Partnering for Change (P4C) is a global partnership between the International Committee of the Red Cross (ICRC), the Danish Red Cross, and the biopharmaceutical company Novo Nordisk to tackle the growing issue of non-communicable diseases (NCDs) in humanitarian crises. The three partners developed an active learning agenda on partnership health for P4C’s first phase (2018-2020). FSG supported the development of this agenda, tools for ongoing monitoring, and conducted annual reviews to help identify areas for development. In this blog, we share some lessons for global cross-sector partnerships tackling issues related to humanitarian crises from our experience of accompanying P4C along its partnership learning journey.

Background to P4C

NCDs have a disproportionate impact on vulnerable populations, who are more likely to be diagnosed late and less likely to have access to ongoing care, particularly for complications. Globally, 85% of premature deaths from NCDs occur in low-resource settings. Humanitarian crises resulting from internal or external conflicts, natural disasters, epidemic or pandemic diseases, and complex emergencies often disrupt existing health systems that are already under-resourced and poorly structured to address chronic care needs where continuity of care is critical. A lapse in care for NCDs, even for a short period of time, can result in high levels of disability and premature death.

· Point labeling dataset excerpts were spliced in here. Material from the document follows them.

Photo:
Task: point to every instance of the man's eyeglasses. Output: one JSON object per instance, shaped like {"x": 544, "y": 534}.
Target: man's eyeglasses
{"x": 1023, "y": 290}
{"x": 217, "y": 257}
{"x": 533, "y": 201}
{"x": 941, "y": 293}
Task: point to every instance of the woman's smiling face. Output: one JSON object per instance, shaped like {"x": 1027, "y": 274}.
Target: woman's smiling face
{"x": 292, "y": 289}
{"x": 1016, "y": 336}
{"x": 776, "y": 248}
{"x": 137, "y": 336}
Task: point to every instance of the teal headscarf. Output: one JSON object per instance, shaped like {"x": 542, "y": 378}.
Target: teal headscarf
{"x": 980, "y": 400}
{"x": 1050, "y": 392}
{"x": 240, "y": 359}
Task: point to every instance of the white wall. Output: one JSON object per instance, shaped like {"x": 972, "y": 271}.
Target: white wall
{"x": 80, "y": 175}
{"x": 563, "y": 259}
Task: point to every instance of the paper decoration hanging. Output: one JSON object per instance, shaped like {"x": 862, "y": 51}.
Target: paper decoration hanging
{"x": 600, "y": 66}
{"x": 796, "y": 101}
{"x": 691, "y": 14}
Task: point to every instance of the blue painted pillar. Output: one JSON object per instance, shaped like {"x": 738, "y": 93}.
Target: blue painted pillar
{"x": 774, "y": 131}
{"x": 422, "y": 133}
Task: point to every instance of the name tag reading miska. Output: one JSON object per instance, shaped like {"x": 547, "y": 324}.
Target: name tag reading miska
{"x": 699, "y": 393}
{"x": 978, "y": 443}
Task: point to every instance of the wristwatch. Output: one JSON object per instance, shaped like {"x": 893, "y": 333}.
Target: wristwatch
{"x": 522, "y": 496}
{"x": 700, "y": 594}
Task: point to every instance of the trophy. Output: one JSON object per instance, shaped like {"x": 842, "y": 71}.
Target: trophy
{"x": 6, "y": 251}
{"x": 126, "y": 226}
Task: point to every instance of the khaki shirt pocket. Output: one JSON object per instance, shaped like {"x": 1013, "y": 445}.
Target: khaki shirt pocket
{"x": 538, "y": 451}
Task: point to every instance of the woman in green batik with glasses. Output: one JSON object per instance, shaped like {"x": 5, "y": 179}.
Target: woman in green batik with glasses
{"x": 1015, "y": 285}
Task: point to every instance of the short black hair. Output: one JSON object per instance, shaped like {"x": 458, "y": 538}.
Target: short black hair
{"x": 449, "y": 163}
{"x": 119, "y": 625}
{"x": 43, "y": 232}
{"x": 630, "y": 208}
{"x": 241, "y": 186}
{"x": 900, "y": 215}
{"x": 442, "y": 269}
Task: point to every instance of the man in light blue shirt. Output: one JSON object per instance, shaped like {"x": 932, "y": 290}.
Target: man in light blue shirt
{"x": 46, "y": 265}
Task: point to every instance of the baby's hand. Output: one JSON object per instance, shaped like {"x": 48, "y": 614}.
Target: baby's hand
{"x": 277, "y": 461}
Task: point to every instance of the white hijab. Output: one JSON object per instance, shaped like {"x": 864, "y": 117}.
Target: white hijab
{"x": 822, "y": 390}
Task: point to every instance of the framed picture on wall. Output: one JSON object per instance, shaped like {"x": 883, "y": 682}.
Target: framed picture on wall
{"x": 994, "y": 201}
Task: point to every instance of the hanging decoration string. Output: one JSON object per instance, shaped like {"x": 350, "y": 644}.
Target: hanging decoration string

Companies, corporate foundations, and other private sector platforms have long been engaged in humanitarian crises, working directly or independently with people affected, and with humanitarian organizations at the local and international levels, both on operational and systemic challenges. Collaboration between humanitarian organizations and corporate actors is recognized as being increasingly essential to address the needs of people affected by humanitarian crises. The private sector can be a valuable partner in addressing the complex issues faced by fragile health systems and people at risk of and living with NCDs, by leveraging their own expertise, resources, innovations, channels, and influence. Yet cross-sector partnership in this space is nascent and can be challenging, not least as it requires close collaboration between organizations with different organizational cultures, expectations, and constraints.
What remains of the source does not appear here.